The archbishop was speaking in Geneva to the World Intellectual Property Organization (WIPO), a UN agency with 193 member states that provides a global forum for patents, industrial designs, copyright, and trademark information and services.
He said that the Holy See supported the work of the organization's standing committee on patent law, adding: "A unique and historic crisis, such as the COVID-19 pandemic, underlines the importance of the issue of incentives for innovation, in this case the urgent need to develop new medical products, while ensuring supply and access, including to existing health technologies."
Expressing concern that some countries might "hoard" the new vaccines, Jurkovič underlined that intellectual property should always be subordinated to the common good.
"As shown by the current pandemic and by the growing and unfortunate tendency, on the part of some states, to hoard the newly developed vaccines, the access to affordable medicines and vaccines no longer represents a challenge only for the least developed and other developing countries; it has also become an increasingly urgent issue for developed countries," he said.

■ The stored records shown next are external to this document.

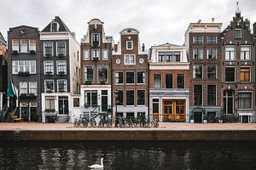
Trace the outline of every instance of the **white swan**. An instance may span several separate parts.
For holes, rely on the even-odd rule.
[[[88,166],[90,168],[94,168],[94,169],[97,169],[97,168],[103,168],[103,158],[101,158],[101,165],[99,164],[94,164],[91,166]]]

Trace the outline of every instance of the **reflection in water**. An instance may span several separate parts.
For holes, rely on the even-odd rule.
[[[1,169],[256,169],[250,142],[0,143]]]

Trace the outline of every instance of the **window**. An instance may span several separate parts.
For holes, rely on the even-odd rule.
[[[207,36],[207,43],[217,43],[217,36]]]
[[[133,49],[133,42],[126,41],[126,49]]]
[[[67,80],[57,80],[58,82],[58,92],[67,92]]]
[[[194,85],[194,105],[202,105],[202,87],[201,85]]]
[[[99,59],[99,53],[100,53],[100,51],[98,49],[93,49],[92,50],[92,58],[93,58],[93,60],[98,60]]]
[[[207,65],[207,78],[214,79],[216,77],[216,66]]]
[[[44,92],[46,93],[55,92],[54,80],[44,81]]]
[[[53,55],[53,42],[44,42],[44,55],[51,56]]]
[[[28,40],[21,39],[20,40],[20,53],[27,53],[28,52]]]
[[[93,82],[94,79],[94,67],[93,66],[84,66],[84,82]]]
[[[79,107],[80,104],[79,104],[79,98],[73,98],[73,107]]]
[[[90,56],[89,56],[89,49],[84,49],[84,60],[89,60]]]
[[[29,40],[29,50],[36,51],[37,49],[37,40]]]
[[[202,43],[202,36],[194,36],[193,43]]]
[[[36,74],[36,60],[13,60],[13,74],[19,72]]]
[[[145,90],[137,90],[137,105],[145,105]]]
[[[12,50],[17,52],[20,51],[20,41],[18,39],[13,39]]]
[[[116,84],[122,84],[124,83],[124,76],[123,72],[115,72],[115,83]]]
[[[98,47],[100,44],[100,34],[92,34],[92,46]]]
[[[194,59],[202,59],[202,49],[193,49]]]
[[[134,72],[126,72],[126,84],[134,84]]]
[[[216,105],[216,86],[215,85],[207,86],[207,105]]]
[[[137,71],[137,84],[146,83],[146,72],[145,71]]]
[[[57,42],[57,55],[66,55],[66,42]]]
[[[225,47],[225,60],[235,60],[235,47]]]
[[[37,82],[29,82],[29,94],[33,94],[37,95],[38,83]]]
[[[207,49],[207,59],[209,60],[217,59],[217,49],[215,48]]]
[[[103,49],[102,52],[102,60],[108,60],[108,49]]]
[[[123,90],[117,90],[117,101],[116,104],[117,105],[123,105],[124,101],[123,101]]]
[[[202,65],[193,66],[193,78],[202,78]]]
[[[235,67],[225,68],[225,82],[235,82]]]
[[[172,88],[172,74],[166,74],[166,88]]]
[[[27,82],[20,82],[20,95],[27,94]]]
[[[253,109],[252,106],[252,93],[238,93],[238,108]]]
[[[134,91],[126,91],[126,105],[134,105]]]
[[[135,55],[125,55],[125,65],[135,65]]]
[[[177,75],[177,88],[184,88],[184,74]]]
[[[235,38],[241,38],[241,29],[235,29]]]
[[[240,82],[250,82],[251,74],[250,67],[241,67],[240,69]]]
[[[108,82],[108,66],[98,66],[98,82]]]
[[[251,47],[241,46],[241,60],[251,60]]]
[[[50,61],[50,60],[44,61],[44,74],[47,75],[54,74],[54,61]]]
[[[58,75],[67,74],[67,61],[57,61]]]
[[[154,74],[154,88],[161,88],[161,74]]]
[[[55,97],[54,96],[45,96],[45,110],[55,110]]]

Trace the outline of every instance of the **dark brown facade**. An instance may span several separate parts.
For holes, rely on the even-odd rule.
[[[139,32],[133,28],[120,31],[120,42],[113,54],[113,110],[115,116],[148,117],[148,65]]]

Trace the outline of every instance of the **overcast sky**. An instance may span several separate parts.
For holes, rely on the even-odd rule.
[[[6,39],[9,27],[26,25],[41,31],[58,15],[80,42],[87,22],[98,18],[116,43],[122,29],[133,27],[147,48],[167,42],[183,44],[189,24],[199,20],[215,18],[224,30],[236,8],[236,0],[1,0],[0,4],[0,31]],[[256,22],[256,0],[240,0],[239,7],[244,18]]]

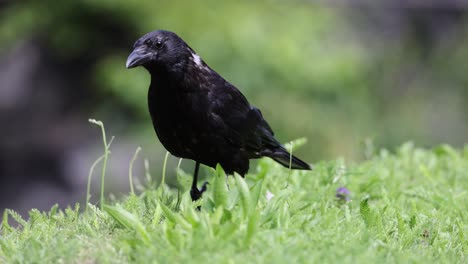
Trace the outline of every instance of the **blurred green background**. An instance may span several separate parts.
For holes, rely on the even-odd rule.
[[[461,2],[46,0],[0,8],[0,183],[9,190],[31,175],[44,182],[40,174],[60,182],[60,197],[79,190],[64,203],[81,197],[100,151],[90,117],[117,136],[115,174],[126,175],[138,145],[159,169],[165,151],[147,113],[149,75],[124,66],[133,42],[155,29],[179,34],[262,110],[280,141],[306,137],[297,154],[310,163],[359,161],[406,141],[468,139]],[[14,207],[10,197],[0,197],[0,208]]]

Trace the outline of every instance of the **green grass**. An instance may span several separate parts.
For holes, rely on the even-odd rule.
[[[6,211],[0,263],[467,262],[467,148],[405,144],[311,172],[264,159],[245,180],[218,168],[200,211],[190,180],[179,171],[178,188],[147,183],[103,210]]]

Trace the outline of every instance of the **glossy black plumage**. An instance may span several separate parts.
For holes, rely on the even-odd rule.
[[[263,156],[292,169],[311,169],[291,157],[260,110],[176,34],[158,30],[138,39],[127,60],[127,68],[137,66],[151,74],[148,107],[159,140],[172,155],[197,162],[192,199],[203,192],[196,189],[199,163],[220,163],[226,173],[242,176],[249,159]]]

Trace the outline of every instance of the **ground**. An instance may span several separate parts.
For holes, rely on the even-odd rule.
[[[318,162],[313,171],[264,159],[245,180],[226,181],[218,168],[198,204],[190,180],[179,171],[179,186],[147,182],[102,210],[32,210],[27,221],[6,211],[0,262],[467,261],[468,148],[405,144],[359,163]]]

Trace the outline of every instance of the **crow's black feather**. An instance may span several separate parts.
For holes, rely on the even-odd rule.
[[[199,163],[219,163],[226,173],[242,176],[249,159],[263,156],[311,169],[274,138],[260,110],[176,34],[158,30],[138,39],[127,60],[127,68],[137,66],[151,74],[148,107],[159,140],[174,156],[197,162],[193,188]]]

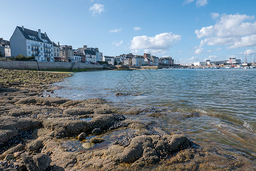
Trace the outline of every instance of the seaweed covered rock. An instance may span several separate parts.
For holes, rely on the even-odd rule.
[[[121,153],[113,156],[117,162],[134,162],[134,166],[153,164],[174,152],[187,148],[190,141],[182,135],[143,135],[133,138]]]

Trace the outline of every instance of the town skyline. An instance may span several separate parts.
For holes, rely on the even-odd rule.
[[[229,57],[243,61],[246,52],[247,60],[256,52],[253,1],[164,1],[156,4],[153,1],[81,0],[70,6],[67,1],[26,2],[27,8],[40,5],[45,13],[31,15],[18,1],[1,2],[5,7],[14,5],[9,17],[3,18],[5,27],[1,27],[0,37],[9,40],[17,26],[24,26],[40,28],[51,40],[74,48],[87,44],[113,56],[151,53],[171,56],[180,63]],[[3,11],[7,14],[7,8]]]

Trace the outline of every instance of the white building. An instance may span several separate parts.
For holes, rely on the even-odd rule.
[[[54,62],[53,44],[46,32],[17,26],[10,39],[12,56],[34,56],[38,61]]]
[[[113,56],[103,56],[103,60],[108,62],[109,65],[114,65],[115,59]]]
[[[133,66],[141,66],[143,63],[145,64],[144,58],[142,56],[137,55],[132,58]]]

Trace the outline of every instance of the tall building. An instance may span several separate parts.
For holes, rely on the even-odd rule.
[[[0,38],[0,56],[11,56],[11,49],[10,48],[10,41]]]
[[[59,46],[59,56],[66,62],[74,59],[74,50],[72,46],[62,45]]]
[[[53,62],[53,44],[46,32],[41,33],[22,27],[16,27],[10,39],[12,56],[34,56],[38,61]]]

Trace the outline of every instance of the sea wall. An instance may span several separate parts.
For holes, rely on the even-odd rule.
[[[102,70],[103,66],[78,62],[0,61],[0,68],[32,70]]]

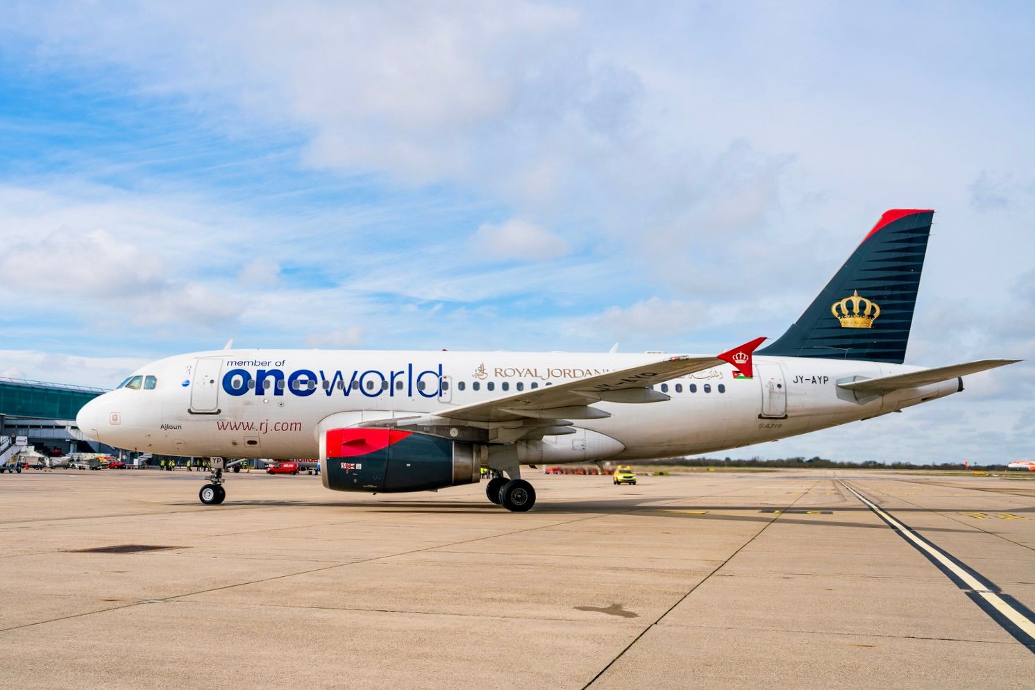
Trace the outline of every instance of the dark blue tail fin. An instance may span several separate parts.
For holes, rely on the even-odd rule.
[[[934,215],[885,211],[801,318],[756,354],[901,364]]]

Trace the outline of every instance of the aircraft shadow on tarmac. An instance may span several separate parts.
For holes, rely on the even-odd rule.
[[[823,506],[802,506],[799,508],[790,508],[789,506],[779,507],[772,504],[757,504],[757,505],[702,505],[697,503],[687,504],[673,504],[666,503],[667,501],[679,501],[685,500],[686,497],[650,497],[649,499],[605,499],[605,500],[591,500],[591,501],[564,501],[558,503],[540,502],[534,509],[533,513],[537,514],[631,514],[640,516],[664,516],[664,517],[683,517],[686,519],[694,520],[720,520],[720,521],[745,521],[745,522],[771,522],[778,515],[772,511],[776,510],[823,510],[832,511],[831,515],[825,517],[814,517],[807,513],[794,512],[794,513],[781,513],[788,518],[793,518],[795,524],[815,524],[817,527],[857,527],[873,530],[887,530],[888,527],[882,521],[845,521],[836,519],[838,515],[854,514],[854,515],[869,515],[870,510],[863,505],[823,505]],[[201,507],[194,502],[183,502],[175,503],[172,505],[182,505],[191,507]],[[489,501],[471,501],[471,502],[440,502],[440,501],[385,501],[384,503],[375,503],[371,501],[291,501],[291,500],[238,500],[232,501],[224,504],[216,510],[227,510],[228,508],[259,508],[259,507],[269,507],[269,506],[282,506],[282,507],[297,507],[297,506],[313,506],[321,508],[360,508],[366,512],[376,513],[397,513],[397,514],[426,514],[426,515],[443,515],[443,514],[477,514],[483,515],[486,512],[500,512],[501,514],[506,514],[503,509],[499,506],[490,503]],[[927,508],[908,506],[908,507],[894,507],[891,511],[895,514],[901,513],[972,513],[975,509],[973,507],[967,508],[940,508],[938,511],[933,511]],[[1031,508],[1005,508],[996,509],[982,507],[980,508],[982,512],[993,513],[993,512],[1003,512],[1003,513],[1035,513],[1035,507]],[[721,512],[708,512],[708,513],[682,513],[681,511],[721,511]],[[740,514],[730,514],[736,511]],[[970,533],[972,530],[968,529],[953,529],[953,528],[937,528],[937,527],[925,527],[923,532],[928,533]]]

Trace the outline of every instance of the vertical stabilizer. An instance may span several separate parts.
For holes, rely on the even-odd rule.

"The Holy See would like to recall once again that patent rights should be exercised coherently with the objectives of mutual advantage of patent holders and users of patented medicines, in a manner conducive to social and economic welfare, to a balance of rights and obligations, and at the service of promoting integral human development."
There are more than 57 vaccines for COVID-19 in the world currently undergoing clinical trials on humans, according to the New York Times.